Sinn Féin spokesperson on Enterprise, Peadar Tóibín TD, has outlined the potential benefits of converging public services such as health, education and enterprise development on all All-Ireland basis.
Deputy Tóibín said:
“Ireland, north and south has limited financial resources and if we are to properly benefit from these resources we need to make the best use of them. If we are to raise living standards and increase the delivery of key public services, if we are to make the best use of the 6.5 million people strong market on the island so that we can create jobs and prosperity, then we need to make best use of the assets that we have.
“That’s not where we are today unfortunately. Key public services such as health and education and enterprise development are planned separately, funded separately and delivered separately at the cost of the citizen north and south.

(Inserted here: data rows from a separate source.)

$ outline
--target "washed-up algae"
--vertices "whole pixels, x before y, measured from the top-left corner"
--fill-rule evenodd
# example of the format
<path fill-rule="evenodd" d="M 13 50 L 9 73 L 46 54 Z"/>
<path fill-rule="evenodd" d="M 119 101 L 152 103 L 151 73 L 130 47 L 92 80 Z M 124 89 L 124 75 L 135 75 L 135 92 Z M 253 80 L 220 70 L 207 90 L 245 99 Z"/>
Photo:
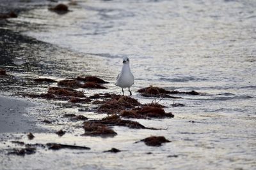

Lack of convergence in education means that northern participation in the south’s universities is as its lowest ebb ever. If a southerner wanted to take an available space at a northern enterprise course a few miles away they couldn’t. People along the border have to ignore the A&E next to them and travel two and three times the journey to the next one in their own jurisdiction.
"The border is a key success factor for crime. In a crazy situation reminiscent of the Dukes of Hazard the police have to stop at the county line. In most economies the periphery suffers economically. But in Ireland, the border artificially manufactures an extra periphery, extending it to 11 counties. This financially illogical situation is artificially manufacturing poverty, emigration and disadvantage at a shocking scale.
“It does not have to be this way. Next year in Altnagelvin Hospital a new Cancer Care unit will open planed, funded and delivered on an All-Ireland basis. It will significantly improve cancer care in the northwest and negating the need of patients on both side of the border to travel to Dublin and Belfast. Paediatric Cardiac Care will now be delivered from Dublin on and All-Ireland basis negating the need for many children to have to travel abroad for treatment. A new emergency Cardiac Emergency unit will open in Derry and serve a catchment area on both side of the border that has 350,000 people.
“These examples scratch the surfaces. In fact, potential progress in many sectors is grinding to a halt due to costly government disinterest. We need to examine how we can make best use of our assets on both sides of the border to benefit all the people of this land.”